Katarak Imatur, sebagian lensa keruh atau katarak. Katarak yang belum
mengenai seluruh lapisan lensa. Pada katarak imatur akan dapat bertambah volume
lensa akibat meningkatnya tekanan osmotik bahan lensa yang degeneratif. Pada
keadaan lensa mencembung akan dapat menimbulkan hambatan pupil, sehingga
terjadi glaukoma sekunder.

11
Katarak Matur. Pada katarak matur kekeruhan telah mengenai seluruh masa
lensa. Kekeruhan ini bisa terjadi akibat deposisi ion Ca yang menyeluruh. Bila
katarak imatur atau intumesen tidak dikeluarkan maka cairan lensa akan keluar,
sehingga lensa kembali pada ukuran yang normal. Akan terjadi kekeruhan seluruh
lensa yang bila lama akan mengakibatkan kalsifikasi lensa.
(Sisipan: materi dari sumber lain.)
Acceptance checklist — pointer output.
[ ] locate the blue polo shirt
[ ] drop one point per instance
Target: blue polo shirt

Bilik mata depan akan
berukuran kedalaman normal kembali, tidak terdapat bayangan iris pada lensa yang
keruh, sehingga uji bayangan iris negatif.
Katarak Hipermatur, katarak yang mengalami proses degenerasi lanjut,
dapat menjadi keras atau lembek dan mencair. Masa lensa yang berdegenerasi keluar
dari kapsul lensa sehingga lensa menjadi mengecil, berwarna kuning dan kering. Pada
pemeriksaan terlihat bilik mata dalam dan lipatan kapsul lensa. Kadang pengkerutan
berjalan terus sehingga hubungan dengan Zonula Zinn menjadi kendor. Bila proses
katarak berjalan lanjut disertai dengan kapsul yang tebal maka korteks yang
berdegenerasi dan cair tidak dapat keluar, maka korteks akan memperlihatkan bentuk
sebagai sekantong susu disertai dengan nukleus yang terbenam di dalam korteks lensa
karena lebih berat. Keadaan ini disebut sebagai katarak Morgagni.
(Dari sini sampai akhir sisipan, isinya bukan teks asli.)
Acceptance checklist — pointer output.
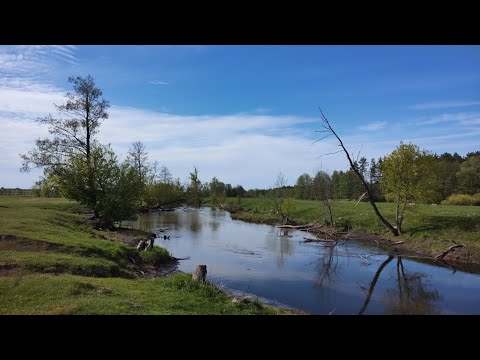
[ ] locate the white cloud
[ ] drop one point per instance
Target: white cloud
(33, 60)
(444, 104)
(373, 126)
(461, 118)
(157, 82)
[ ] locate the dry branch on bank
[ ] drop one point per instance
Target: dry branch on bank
(450, 248)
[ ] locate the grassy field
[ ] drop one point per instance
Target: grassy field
(53, 262)
(427, 228)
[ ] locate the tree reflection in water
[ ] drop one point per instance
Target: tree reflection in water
(410, 296)
(281, 246)
(327, 266)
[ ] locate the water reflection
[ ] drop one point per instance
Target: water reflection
(280, 244)
(349, 278)
(327, 266)
(412, 294)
Katarak Brunesen. Katarak yang berwarna coklat sampai hitam (katarak nigra)
terutama pada nukleus lensa, juga dapat terjadi pada katarak pasien diabetes melitus
dan miopia tinggi. Sering tajam penglihatan lebih baik daripada dugaan sebelumnya
dan biasanya ini terdapat pada orang berusia lebih dari 65 tahun yang belum
memperlihatkan adanya katarak kortikal posterior.
4. Manifestasi Klinis
Pasien datang biasanya dengan keluhan sebagai berikut:1,6
a. Penurunan tajam penglihatan (visus). Katarak menyebabkan penurunan
penglihatan progresif tanpa rasa nyeri. Umumnya pasien katarak menceritakan
riwayat klinisnya langsung tepat sasaran. Dalam situasi lain, pasien hanya
menyadari adanya gangguan penglihatan setelah dilakukan pemeriksaan. Pada
katarak kupuliform (opasitas sentral) gejala lebih buruk ketika siang hari dan

12
membaik ketika malam hari. Pada katarak kuneiform (opasitas perifer) gejala
lebih buruk ketika malam hari.
b. Silau. Pasien katarak sering mengeluh silau, yang bisa bervariasi keparahannya
mulai dari penurunan sensitivitas kontras dalam lingkungan yang terang hingga
silau pada saat siang hari atau sewaktu melihat lampu mobil atau kondisi serupa
di malam hari. Keluhan silau tergantung dengan lokasi dan besar kekeruhannya,
biasanya dijumpai pada tipe katarak subkapsular posterior.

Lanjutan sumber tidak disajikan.